We asked nurses in the community to let us know of new practice in community and integrated healthcare services as they adapted to the regulations and clinical requirements of the Covid-19 pandemic.
Here is Jenny Walker, a Homeless Outreach Advanced Nurse Practitioner, below, talking through her innovation.
Please describe your practice innovation.
I was in a privileged position where my colleague, a mental health nurse, and I were allowed to continue working on the frontline during the COVID lockdown alongside two colleagues from Shelter and YMCA. At the onset of COVID we very quickly arranged our available staff into two teams of Outreach Workers (to avoid cross-contamination and burnout) working on alternate days and planned long days of outreach.
We worked quickly and closely with the Homelessness Lead at the City Council to prioritise our patients, categorising them in terms of self-isolation and shielding and quickly created a spreadsheet of patients using a ‘RAG’ rating system identifying patients who should be ‘shielding and isolating’ but also importantly considering additional risks such as domestic abuse, specific vulnerabilities, substance misuse, physical and mental health concerns.
This very much felt like getting back to basics, starting at the beginning, often with some of our most at risk patients, many of whom we had struggled for years to settle into accommodation due to the ‘perceived complexities of individuals’ needs and a high level of risk. Very sadly this has often resulted in those with the higher level of social care needs, significant mental health difficulties and those whom may have a more difficult offending history who ‘fall through the gaps’ and become a ‘hot potato’ where organisations see the responsibility as ‘sitting with somebody else’ and where services are often keen to pass on or quickly close the patient, particularly if engagement is considered to be poor and risks are left being held by tertiary sector services.
What was different about COVID was that we could start with the basics and ‘wrap packages of care around people’. Within this period we very much became ‘holistic practitioners’. Considering ‘Maslow’s Hierarchy of Needs,’ our initial priority was to start with the basics, arrange a bed for people and very quickly we began to think about the additional things people needed, starting with food.
There were no cooking facilities in the available accommodation so regular meals needed to be provided. We then began thinking about providing fresh clothing, toiletries and sanitary products – things that we take for granted as being available within our homes. We considered whether people had substance use needs, needed mental health support and physical health needs for which prescriptions may have been required. We also considered occupation, for one gentleman a guitar was obtained, a radio and books for another. We provided clothing; however also very quickly realised we needed a process for washing of clothes and for some people, a package of care from Social Care was needed.
The most important factor in all of this was about relationships… we could offer any degree of accommodation, support but we were working with a group of individuals who had been let down repeated by services in the past and struggled to trust others. For many in society the lockdown period enabled a period of reflection and this was equally the case for our patients, many perceived this as an opportunity and this period really allowed us the freedom to build these relationships and provide an accessible, reliable and consistent approach that so many needed.
How has this enabled you to treat/support patients/residents/families/carers more effectively and safely?

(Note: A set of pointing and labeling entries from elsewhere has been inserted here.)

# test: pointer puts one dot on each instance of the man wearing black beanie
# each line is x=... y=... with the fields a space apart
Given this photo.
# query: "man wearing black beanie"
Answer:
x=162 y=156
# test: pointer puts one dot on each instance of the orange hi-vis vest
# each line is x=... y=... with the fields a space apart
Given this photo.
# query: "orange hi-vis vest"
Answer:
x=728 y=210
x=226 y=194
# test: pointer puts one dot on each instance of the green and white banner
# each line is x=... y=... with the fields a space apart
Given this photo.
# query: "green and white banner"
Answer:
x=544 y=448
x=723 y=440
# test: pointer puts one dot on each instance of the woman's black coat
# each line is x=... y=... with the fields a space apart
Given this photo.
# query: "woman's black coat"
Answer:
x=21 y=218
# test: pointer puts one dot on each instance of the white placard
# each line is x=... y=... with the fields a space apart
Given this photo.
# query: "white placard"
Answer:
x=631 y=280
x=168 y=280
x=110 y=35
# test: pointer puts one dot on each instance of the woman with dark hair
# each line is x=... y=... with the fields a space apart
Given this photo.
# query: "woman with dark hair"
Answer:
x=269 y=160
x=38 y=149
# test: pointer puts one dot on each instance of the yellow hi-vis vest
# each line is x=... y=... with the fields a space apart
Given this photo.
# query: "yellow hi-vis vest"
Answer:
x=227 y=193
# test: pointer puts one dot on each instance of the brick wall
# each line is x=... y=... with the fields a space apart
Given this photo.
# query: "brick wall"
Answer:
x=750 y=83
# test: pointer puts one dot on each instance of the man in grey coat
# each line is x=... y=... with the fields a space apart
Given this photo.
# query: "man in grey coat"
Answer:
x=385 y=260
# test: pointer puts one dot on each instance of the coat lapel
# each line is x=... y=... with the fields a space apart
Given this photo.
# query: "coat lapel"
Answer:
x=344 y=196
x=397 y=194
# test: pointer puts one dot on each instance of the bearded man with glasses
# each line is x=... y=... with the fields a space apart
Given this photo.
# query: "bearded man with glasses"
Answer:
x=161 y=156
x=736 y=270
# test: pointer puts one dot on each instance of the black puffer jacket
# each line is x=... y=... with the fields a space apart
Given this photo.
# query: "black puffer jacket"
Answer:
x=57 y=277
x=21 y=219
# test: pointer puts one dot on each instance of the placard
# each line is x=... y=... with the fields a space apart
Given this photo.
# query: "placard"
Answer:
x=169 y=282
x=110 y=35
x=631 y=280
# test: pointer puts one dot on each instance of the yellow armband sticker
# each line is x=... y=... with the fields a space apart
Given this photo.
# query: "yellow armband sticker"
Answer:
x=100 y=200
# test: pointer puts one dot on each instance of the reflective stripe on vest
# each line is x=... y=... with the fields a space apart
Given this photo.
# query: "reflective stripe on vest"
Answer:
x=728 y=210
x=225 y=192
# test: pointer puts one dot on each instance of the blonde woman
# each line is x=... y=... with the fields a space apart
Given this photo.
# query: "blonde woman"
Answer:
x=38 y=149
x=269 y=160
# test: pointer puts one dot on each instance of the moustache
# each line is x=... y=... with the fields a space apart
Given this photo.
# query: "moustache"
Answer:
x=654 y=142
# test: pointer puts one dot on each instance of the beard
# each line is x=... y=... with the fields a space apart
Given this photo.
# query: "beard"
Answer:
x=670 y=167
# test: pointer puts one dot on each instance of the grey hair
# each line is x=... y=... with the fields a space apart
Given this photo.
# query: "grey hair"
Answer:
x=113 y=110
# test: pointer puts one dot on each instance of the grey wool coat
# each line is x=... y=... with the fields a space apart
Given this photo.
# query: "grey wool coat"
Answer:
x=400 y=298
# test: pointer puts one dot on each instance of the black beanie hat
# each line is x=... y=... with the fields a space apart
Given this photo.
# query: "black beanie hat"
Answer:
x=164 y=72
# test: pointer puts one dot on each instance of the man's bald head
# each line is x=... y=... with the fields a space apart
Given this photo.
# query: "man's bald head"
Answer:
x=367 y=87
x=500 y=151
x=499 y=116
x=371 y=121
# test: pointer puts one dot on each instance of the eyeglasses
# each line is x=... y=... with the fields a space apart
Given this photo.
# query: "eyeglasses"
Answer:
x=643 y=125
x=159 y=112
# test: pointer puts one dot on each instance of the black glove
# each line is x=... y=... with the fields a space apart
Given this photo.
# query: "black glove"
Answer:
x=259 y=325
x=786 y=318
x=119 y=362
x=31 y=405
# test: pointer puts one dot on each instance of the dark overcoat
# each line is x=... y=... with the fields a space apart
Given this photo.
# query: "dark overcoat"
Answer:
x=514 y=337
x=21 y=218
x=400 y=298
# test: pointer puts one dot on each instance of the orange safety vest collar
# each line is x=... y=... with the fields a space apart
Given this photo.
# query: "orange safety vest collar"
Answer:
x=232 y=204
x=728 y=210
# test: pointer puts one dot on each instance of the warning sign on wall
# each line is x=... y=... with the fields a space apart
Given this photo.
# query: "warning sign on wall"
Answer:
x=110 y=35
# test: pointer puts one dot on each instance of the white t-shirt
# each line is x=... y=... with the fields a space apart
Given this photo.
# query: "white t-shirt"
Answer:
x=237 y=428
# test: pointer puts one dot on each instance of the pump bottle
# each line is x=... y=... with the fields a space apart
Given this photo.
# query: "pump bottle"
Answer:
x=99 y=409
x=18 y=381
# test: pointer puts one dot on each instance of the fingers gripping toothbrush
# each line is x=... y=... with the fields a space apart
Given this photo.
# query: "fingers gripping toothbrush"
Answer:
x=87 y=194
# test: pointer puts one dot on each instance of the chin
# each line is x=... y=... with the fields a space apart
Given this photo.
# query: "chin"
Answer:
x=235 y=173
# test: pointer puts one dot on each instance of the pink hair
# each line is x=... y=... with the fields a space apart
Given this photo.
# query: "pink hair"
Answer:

Definitely, increased patient contact really assisted us to have good knowledge, build relationships and have frequent ‘eyes on’ contact with our patients.
How has this enabled you to work more effectively with colleagues/partner organisations?
We are a multi-agency team so we are lucky to be able to participate everyday with inter-agency working but also were able to engage and support other services who were not able to have face to face contact.
Do you see this new way of working as a temporary adaptation to current conditions, or a permanent/evolving change?
I would suggest that huge amounts of learning took place during this period and more than anything the importance of relationship building, getting back to basics and importance of accessibility and face to face contact we will continue to take forward.
Please describe any particular challenges you had to overcome.
Managing individuals with multiple needs and complex situations together in shared housing was a challenge. However, the provision of regular support, moving people on and supporting people to smaller accommodation units really helped.
Please describe any continuing challenges you would like to address.
The ongoing work to support and continue to move people into accommodation is a significant challenge. Preventing ‘burn out’ in staff, the work has been mentally and physically very tiring and supporting staff to look after themselves and each other has been extremely important.